The base case is not that Herald trades to full NAV. The base case is that the market starts valuing the listed line closer to the cash-option formula and stops charging an activist-orphan discount once the circular lands. The top case is that take-up is lighter than feared, the remaining vehicle looks viable, and the shares rerate toward a very tight discount. The bottom case is that the documentation slips, the small-cap tech portfolio drops, or the market decides the post-tender vehicle deserves a permanently wider discount.

Price Target and Probability Map

Scenario Probability Target / Level Return / Payoff Time Horizon Conditions Required Evidence Quality
Top Case 30% 3360p +11.4% 6 to 10 weeks Circular lands on time, vote path stays intact, discount tightens to roughly 0% to 3% on stable or firmer NAV Medium
Base Case 50% 3200p +6.1% 6 to 10 weeks Tender terms remain close to the announced framework, market prices the cash-option math, but keeps some residual stub discount High
Bottom Case 20% 2760p -8.5% 6 to 10 weeks Definitive documents wobble, portfolio beta turns against the trust, or discount widens back into activist-deadlock territory Medium
Invalidation / Stop Condition n/a 2825p -6.3% Immediate on trigger Circular slips materially past mid-June, Aberdeen or HIML documentation breaks, or the discount widens beyond about 13% without a matching NAV hit High

Probability-weighted expected value: About +4.8% before fees, stamp duties, and FX.

Current market price / level: 3,015p offer, 3,000p bid, estimated NAV 3,263.28p.

Timestamp: 18 May 2026 23:49 Singapore time for the Fidelity quote; official ex-income NAV 3,321.44p as of 15 May 2026, published 18 May 2026.

Primary instrument: Herald Investment Trust common shares.

Alternative expressions considered: Waiting to elect into the cash option after the circular; the in specie route for very large holders; no practical listed-options expression verified.

Confidence: Medium.

What Could Go Wrong

The strongest counterargument is straightforward: the market is not mispricing the exit, it is pricing the post-exit stub. After a big tender, Herald will be smaller, its cost ratio could look worse, and the remaining vehicle could still trade on a discount because the underlying portfolio is volatile and global small-cap tech is not a sleepy asset base.

There is also real execution risk. The circular is not out yet. The final cost allocation is not yet printed. The cash option is capped and scaled, even if the guaranteed capacity is better than the market seems to assume. If the portfolio sells off before the calculation date, the tender formula falls with it. If the documentation between Herald, HIML, and Aberdeen stumbles, the whole setup de-rates immediately.
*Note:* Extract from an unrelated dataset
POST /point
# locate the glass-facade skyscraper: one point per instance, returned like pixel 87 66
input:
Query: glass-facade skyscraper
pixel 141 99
What Would Prove This Wrong

This fails if the board cannot publish the circular on roughly the timetable it announced, if the definitive Aberdeen package weakens the continuity story, or if the final tender economics show materially larger friction than the market currently expects. It also fails if the shares tighten to a very small discount before those confirmations arrive. At that point the edge is gone, even if the deal still closes.

Bottom Line

Herald is not cheap because the market loves the portfolio. It is cheap because the market still treats the stock as an unresolved governance fight. The filings say the fight is moving into documentation, not warfare. At roughly 3,015p against a published exit formula tied to NAV, the cleaner trade is to own the common shares and let the discount do the work.